Старший врач и помощники, конечно, полезные граждане, но они – лишь рабочие муравьи и ходят по своей линии. Они зарегистрировали меня сумасшедшим и приказали посадить меня в ванну. Но прочие, так называемые больные, меня отлично поняли и с одобрением мне аплодировали.
А горячо мною любимый художник Врубель, принявший образ какого-то верзилы с черной бородой, подошел ко мне и сказал:
– Из видов окончательного освобождения, о котором я узнал из своей последней работы – портрета Валерия Брюсова, теперь я таков. Но я вижу: меня вы признали, а значит, достойны, чтобы я разъяснил вам одну картину. Уединимся вечерком.

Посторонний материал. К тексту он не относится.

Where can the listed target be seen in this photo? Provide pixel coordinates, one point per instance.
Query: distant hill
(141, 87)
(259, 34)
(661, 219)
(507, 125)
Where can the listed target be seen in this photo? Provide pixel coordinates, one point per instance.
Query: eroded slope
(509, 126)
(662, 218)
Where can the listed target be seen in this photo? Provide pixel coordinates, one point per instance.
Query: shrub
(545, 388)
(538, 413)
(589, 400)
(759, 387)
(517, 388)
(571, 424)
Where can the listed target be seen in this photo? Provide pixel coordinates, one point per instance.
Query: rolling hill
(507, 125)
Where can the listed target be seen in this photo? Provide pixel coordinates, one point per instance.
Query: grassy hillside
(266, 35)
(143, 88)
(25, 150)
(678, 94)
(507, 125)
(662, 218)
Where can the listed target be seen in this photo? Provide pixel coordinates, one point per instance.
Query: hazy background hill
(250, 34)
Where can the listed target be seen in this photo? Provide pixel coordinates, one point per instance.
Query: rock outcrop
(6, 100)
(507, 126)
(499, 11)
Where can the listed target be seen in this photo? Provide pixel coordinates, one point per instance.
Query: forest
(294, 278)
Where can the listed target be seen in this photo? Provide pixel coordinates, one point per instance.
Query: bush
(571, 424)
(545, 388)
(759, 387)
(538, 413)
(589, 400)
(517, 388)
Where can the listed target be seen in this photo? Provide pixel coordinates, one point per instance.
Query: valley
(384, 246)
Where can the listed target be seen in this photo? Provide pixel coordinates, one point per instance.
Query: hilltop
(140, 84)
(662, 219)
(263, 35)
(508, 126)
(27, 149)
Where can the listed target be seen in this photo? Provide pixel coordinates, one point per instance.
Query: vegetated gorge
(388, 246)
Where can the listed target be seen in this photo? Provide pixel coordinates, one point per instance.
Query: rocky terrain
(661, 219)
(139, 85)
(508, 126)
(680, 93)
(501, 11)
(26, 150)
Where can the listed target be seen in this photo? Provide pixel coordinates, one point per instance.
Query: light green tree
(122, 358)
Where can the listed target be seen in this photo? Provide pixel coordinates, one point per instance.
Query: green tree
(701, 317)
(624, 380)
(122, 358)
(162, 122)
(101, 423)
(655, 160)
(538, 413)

Я доволен, что неделю провел с сумасшедшими. И раньше я подозревал, что и здесь, как над каждою вещью в земном обиходе, этикетки все перепутаны, и эти сумасшедшие – самые свободные из людей. Они сбросили маску. Ведь все дело – в преодолении пространства. Люди в масках движутся вперед по прямой, а мы, как крабы… впрочем, этого я не смею открыть, разве что намекнуть.
Проницаемость тел, одержимость другими начинается так: левый локоть под углом в 45 градусов… как кинжал. И пятками сейчас же в его пятки, а теменем в темя. Так у меня всегда с Михаилом, следствие – легкая дурнота.